Noon hits. I stare with supernatural natural concentration at the space where his car should—will appear. It doesn’t. At 12:01, I call him. Straight to voicemail. I call again. This time he picks up.
“Where are you?” I say.
“Hello?”
“Melvin, where are you? You were supposed to be here at noon.”
There’s a long pause, then he says, “Woah, wait a second.”
I wait.
“I’m not at work?” he says.
“What? No. I’m standing right here.”
“Dude, that’s seriously trippy.”
“What’s trippy?”
“I was totally dreaming that I was at work.”
I seethe, but I hold it together. “You can’t be serious.”
“I wish I wasn’t. Who wants to dream they’re at work when they’re not at work?”
I snap. I throw my phone. It bangs against the counter and rattles around the kitchen sink. Then I storm into Vince’s office, kicking various objects along the way.

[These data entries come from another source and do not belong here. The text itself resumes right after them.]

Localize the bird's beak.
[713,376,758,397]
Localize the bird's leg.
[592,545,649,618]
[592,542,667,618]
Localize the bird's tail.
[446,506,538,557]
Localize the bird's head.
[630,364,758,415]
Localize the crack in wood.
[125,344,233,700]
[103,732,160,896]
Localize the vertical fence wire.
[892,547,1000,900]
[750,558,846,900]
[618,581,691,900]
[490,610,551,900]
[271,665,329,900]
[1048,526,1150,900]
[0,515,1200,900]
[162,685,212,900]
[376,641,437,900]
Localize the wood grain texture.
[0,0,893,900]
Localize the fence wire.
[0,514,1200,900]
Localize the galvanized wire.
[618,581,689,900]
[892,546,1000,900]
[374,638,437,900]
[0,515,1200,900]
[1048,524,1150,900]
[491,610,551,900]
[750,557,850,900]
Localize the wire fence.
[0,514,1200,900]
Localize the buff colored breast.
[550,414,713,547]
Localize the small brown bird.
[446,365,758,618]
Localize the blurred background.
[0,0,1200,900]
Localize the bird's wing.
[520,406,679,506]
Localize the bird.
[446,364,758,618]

“I’m leaving,” I say. “I can’t do this.”
Vince is standing by his desk, shouldering his backpack. “Be my guest,” he says. “But I will have to report you to the abuse hotline.”
“Abuse hotline? What are you talking about?”
“Abandonment is a form of neglect, which, as I’m sure you know, is itself a form of abuse.”
“But you’re here, and there technically only needs to be one staff on shift.”
Vince points to the time clock. “I already clocked out.”
I look at the machine. I look back at Vince.
“Sorry,” he says, scooching past me. And just like that, he’s gone.
I pace. I clench. I grunt. For a while I stand at the front door and tell myself that on the count of three, I will leave. Screw the abuse hotline. Screw the blowback. But when I put my hand on the knob, I can’t turn it. I physically can’t. Was Melvin right? I think. Is this a dream? Am I living in Melvin’s work dream? I collapse onto the couch. I bite the cushions. For a while, I cry.
When I get it together, I hear beeping. It sounds like the microwave, or the fire alarm’s low-battery warning. I get up and follow it down the hall. It’s the sensor. Gavin’s stupid superfluous sensor.
I open the door. Gavin’s not in his bed. Or his chair. His walker crouches like an insect in the corner of the room, legs capped with cut-open tennis balls. There’s a breeze. I notice the window’s open, the sill flecked with eucalyptus bark and dirt clods. I walk over and stick my head out. Gavin is splayed prone on the tree’s roots, his left leg bent at a horrid angle. The lower leg is perpendicular to the upper leg, forming a backwards L, and little twigs of white poke through the underside of the knee’s floppy skin. Was he trying to esca—? Suddenly Gavin lifts his head, moaning, and sees me. I see him. He sees me see him. He doesn’t say anything, but his creamy eyes scream, Help me you idiot. You’re here aren’t you? Make yourself useful, dammit. I get smacked with lightheadedness and backpedal into the room. I put my hands on my knees, stare intensely at the faux-tile floor. I bend my legs, roll my shoulders, make circles with my nimble neck. I am here. Gavin’s right about that. If there’s anything that’s true it’s that I’m here, and he’s there, and why the hell am I still standing here that man needs my help.